The ruling was also widely criticized by progressives and leaders of numerous higher education advocacy groups. They cited the ruling as another blow against affirmative action in higher education.

“We think it’s a historically terrible decision,” said Detroit civil right attorney George Washington, one of the attorneys representing groups opposed to the Michigan law.

“It’s a step back for racial inclusion,” said Washington, D.C., attorney Jon Greenbaum, chief counsel for the Lawyers Committee for Civil Rights.

Washington said he expects more affirmative action opponents will be energized by the Supreme Court decision. So will affirmative action proponents, he said, noting that citizens’ demonstrations already are planned for later this week on the campus of the University of Michigan.

Dr. Ben Reese, president of the National Association of Diversity Officers in Higher Education (NADOHE), also expressed disappointment in the court’s decision, saying it further hurts the cause in higher education backing use of a more “holistic” approach to admissions, one that embraces the diversity of backgrounds of applicants.

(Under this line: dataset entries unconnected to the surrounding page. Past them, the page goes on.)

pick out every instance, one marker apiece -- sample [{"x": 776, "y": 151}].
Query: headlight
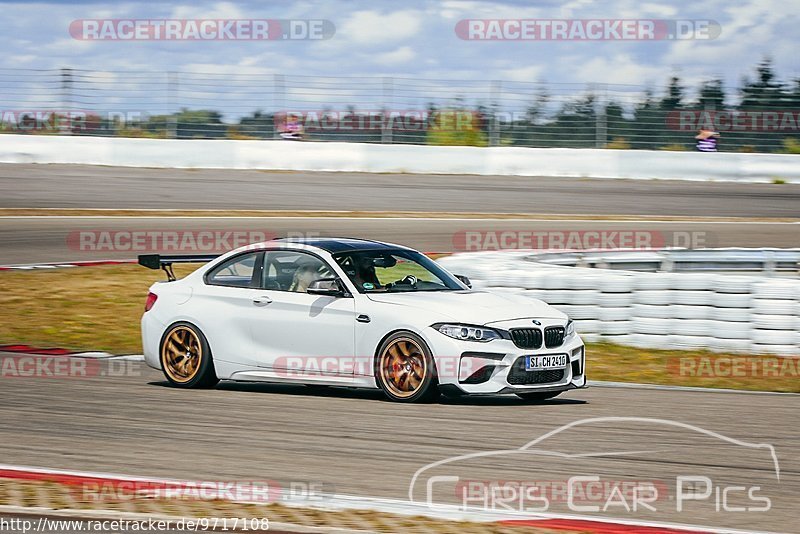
[
  {"x": 570, "y": 328},
  {"x": 468, "y": 333}
]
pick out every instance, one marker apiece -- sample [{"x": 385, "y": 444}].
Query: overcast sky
[{"x": 416, "y": 39}]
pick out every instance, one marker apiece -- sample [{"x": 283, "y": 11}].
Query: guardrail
[
  {"x": 730, "y": 313},
  {"x": 365, "y": 157}
]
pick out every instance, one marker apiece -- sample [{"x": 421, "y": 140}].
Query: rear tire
[
  {"x": 186, "y": 357},
  {"x": 540, "y": 396},
  {"x": 405, "y": 369}
]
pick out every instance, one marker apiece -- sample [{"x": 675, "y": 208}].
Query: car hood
[{"x": 471, "y": 307}]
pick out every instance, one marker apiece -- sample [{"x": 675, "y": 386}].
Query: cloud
[
  {"x": 372, "y": 27},
  {"x": 400, "y": 55}
]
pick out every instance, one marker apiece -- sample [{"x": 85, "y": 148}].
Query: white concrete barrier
[
  {"x": 363, "y": 157},
  {"x": 682, "y": 311}
]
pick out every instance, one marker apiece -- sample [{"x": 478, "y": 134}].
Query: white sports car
[{"x": 356, "y": 313}]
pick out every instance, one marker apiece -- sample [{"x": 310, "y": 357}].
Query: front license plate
[{"x": 540, "y": 363}]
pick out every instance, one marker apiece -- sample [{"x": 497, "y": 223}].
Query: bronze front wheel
[
  {"x": 186, "y": 357},
  {"x": 405, "y": 369}
]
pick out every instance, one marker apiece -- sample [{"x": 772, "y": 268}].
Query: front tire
[
  {"x": 405, "y": 369},
  {"x": 539, "y": 396},
  {"x": 186, "y": 357}
]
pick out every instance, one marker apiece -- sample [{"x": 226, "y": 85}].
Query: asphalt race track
[
  {"x": 107, "y": 187},
  {"x": 355, "y": 443},
  {"x": 28, "y": 240},
  {"x": 48, "y": 239}
]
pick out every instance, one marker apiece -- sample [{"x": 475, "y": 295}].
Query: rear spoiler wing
[{"x": 157, "y": 261}]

Reese, a professor at Duke University, said it was too early to make sweeping assertions about the future impact of Tuesday’s court ruling, noting he felt it would take several weeks for all affected to assess the details and nuances of the court ruling whose six-member majority stressed affirmative action and racial considerations in enrollment policies and practices.

“The next few weeks will be critical,” said Reese, asserting that the position of other states should be clearer by then as politicians will have sensed whether the issue is on the radar of their constituents and, if so, in what respect.

Meanwhile, Reese and others said attention will remain focused on the high court’s ruling next year as it again reviews challenges to affirmative action in the case of Fisher v. The University of Texas. That decision, which continued to allow consideration of race in admissions policies, was heard in December by the United States Court for the Fifth Circuit.

“All colleges and universities, in Michigan and every other state, should be able to seek to create the most challenging possible academic environment and produce students fully prepared to function in today’s society — and a diverse student body is critical to that pursuit,” said Molly Corbett Broad, president of the American Council on Education (ACE), the umbrella group of the nation’s colleges and universities.

“We continue to believe that each public institution in Michigan should decide for itself whether there is a need to consider race or ethnicity in admissions in order to achieve sufficient diversity on campus,” Broad said.

That battle being lost for the time being as a result of Tuesday’s ruling, Broad said ACE was “pleased” the court did not use the Michigan decision to address issues in the Texas case.

In addition to Michigan, the other states with constitutional bans on affirmative action practices by public agencies are California, Washington, Arizona, Nebraska, Oklahoma and New Hampshire.